Ablauf eines Food-Shootings

Food-Fotografie: Ein Blick hinter meine Kulissen

Ablauf eines Food-Shooting

Nachfolgend beschreibe ich Dir am Beispiel für das schottische Dessert Cranachan, wie bei mir typischerweise ein Food-Shooting abläuft, angefangen von der Setup-Planung bishin zur Nachbearbeitung in Adobe Photoshop.

Das Setup

Bevor es an das eigentliche Fotografieren geht, überlege ich mir zunächst, wie ich das Gericht in Szene setzen möchte. Diese Überlegungen stelle oftmals sogar noch vor dem Kochen an und nutze meistens sogar das in meinem Büro befindliche Whiteboard, um mir Skizzen von und Notizen zu möglichen Arrangements zu machen.

Dazu zählen unter anderem die Frage nach der Dekoration (die sogenannten props) und deren Anordnung im Verhältnis zum Hauptobjekt und zum Aufnahmewinkel.
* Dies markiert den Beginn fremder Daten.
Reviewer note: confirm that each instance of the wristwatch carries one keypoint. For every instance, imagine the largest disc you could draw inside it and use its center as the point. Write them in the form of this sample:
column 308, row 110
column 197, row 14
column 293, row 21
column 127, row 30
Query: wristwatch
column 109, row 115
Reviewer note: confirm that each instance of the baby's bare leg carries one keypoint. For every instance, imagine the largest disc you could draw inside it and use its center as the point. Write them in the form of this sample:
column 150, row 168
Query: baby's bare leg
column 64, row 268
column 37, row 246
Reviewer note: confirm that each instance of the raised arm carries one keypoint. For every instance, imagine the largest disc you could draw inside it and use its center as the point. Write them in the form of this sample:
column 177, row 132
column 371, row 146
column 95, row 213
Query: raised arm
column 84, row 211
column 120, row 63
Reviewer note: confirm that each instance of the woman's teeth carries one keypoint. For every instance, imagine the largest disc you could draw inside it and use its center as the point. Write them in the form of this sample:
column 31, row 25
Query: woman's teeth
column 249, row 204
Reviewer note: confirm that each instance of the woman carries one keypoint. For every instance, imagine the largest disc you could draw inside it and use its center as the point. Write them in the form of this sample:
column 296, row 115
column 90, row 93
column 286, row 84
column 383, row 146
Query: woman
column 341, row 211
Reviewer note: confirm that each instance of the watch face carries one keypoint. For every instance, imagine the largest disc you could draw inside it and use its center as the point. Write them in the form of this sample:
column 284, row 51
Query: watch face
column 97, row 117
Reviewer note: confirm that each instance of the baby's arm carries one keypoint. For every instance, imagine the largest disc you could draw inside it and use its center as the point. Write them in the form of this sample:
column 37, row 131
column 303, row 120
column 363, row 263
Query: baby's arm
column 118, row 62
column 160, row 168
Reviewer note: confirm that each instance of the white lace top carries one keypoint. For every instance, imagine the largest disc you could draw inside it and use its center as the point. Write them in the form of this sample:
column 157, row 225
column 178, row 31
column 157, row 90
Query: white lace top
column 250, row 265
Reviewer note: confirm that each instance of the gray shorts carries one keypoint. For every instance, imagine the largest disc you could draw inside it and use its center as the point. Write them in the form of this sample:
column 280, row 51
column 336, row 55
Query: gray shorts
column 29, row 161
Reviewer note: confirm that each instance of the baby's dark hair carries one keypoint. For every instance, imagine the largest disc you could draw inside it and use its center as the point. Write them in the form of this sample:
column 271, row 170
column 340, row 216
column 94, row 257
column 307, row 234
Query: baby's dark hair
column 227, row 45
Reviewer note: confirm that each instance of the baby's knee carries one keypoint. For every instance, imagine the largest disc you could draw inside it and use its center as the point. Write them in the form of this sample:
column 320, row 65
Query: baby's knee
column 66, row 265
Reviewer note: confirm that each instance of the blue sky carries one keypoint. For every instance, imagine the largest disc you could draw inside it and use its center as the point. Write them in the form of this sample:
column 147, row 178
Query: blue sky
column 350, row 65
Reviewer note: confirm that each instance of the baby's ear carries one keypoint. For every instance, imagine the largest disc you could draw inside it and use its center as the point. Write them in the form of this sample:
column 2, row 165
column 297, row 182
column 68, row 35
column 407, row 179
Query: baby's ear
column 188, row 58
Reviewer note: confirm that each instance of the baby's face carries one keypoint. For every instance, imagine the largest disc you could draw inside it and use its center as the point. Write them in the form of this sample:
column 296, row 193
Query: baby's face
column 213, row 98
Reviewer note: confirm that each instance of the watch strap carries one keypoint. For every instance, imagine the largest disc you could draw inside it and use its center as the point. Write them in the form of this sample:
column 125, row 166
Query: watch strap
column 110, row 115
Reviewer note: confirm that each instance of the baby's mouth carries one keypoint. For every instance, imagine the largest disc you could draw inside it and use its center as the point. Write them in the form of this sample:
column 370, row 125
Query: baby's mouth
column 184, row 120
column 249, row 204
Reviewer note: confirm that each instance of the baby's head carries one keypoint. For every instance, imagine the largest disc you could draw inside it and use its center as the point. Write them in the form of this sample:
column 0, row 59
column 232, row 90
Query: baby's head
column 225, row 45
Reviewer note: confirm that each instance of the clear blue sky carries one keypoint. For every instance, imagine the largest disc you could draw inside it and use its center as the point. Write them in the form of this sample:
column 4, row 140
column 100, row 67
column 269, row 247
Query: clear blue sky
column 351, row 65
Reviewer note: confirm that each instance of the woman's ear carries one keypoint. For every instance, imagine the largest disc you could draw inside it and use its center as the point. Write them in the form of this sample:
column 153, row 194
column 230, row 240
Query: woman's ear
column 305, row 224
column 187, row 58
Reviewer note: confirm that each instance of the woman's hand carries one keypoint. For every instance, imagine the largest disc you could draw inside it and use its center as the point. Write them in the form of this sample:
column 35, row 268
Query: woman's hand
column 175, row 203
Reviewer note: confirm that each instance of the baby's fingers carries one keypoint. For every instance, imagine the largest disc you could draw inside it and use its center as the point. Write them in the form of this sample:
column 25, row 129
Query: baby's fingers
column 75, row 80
Eine weitere wichtigste Frage ist die nach dem Untergrund und dem Hintergrund. Denn am meisten wird ein Bild von diesen beiden Faktoren beeinflusst.

Um die Setups zu testen, mache ich in der Regel zuvor Dry Runs.

Blick von hinter der Kamera auf Fototisch mit  Setup für Cranachan

Ein Dry Run meint, dass ich einige Aufnahmen mit den verschiedenen Setups aus unterschiedlichen Winkeln mache.

Sobald die Test-Setups durchfotografiert sind, überprüfe ich diese zunächst am Rechner. Denn das, was im Sucher oder im Kameradisplay gut aussieht, muss sich nicht zwangsläufig auch am großen Monitor bewahrheiten.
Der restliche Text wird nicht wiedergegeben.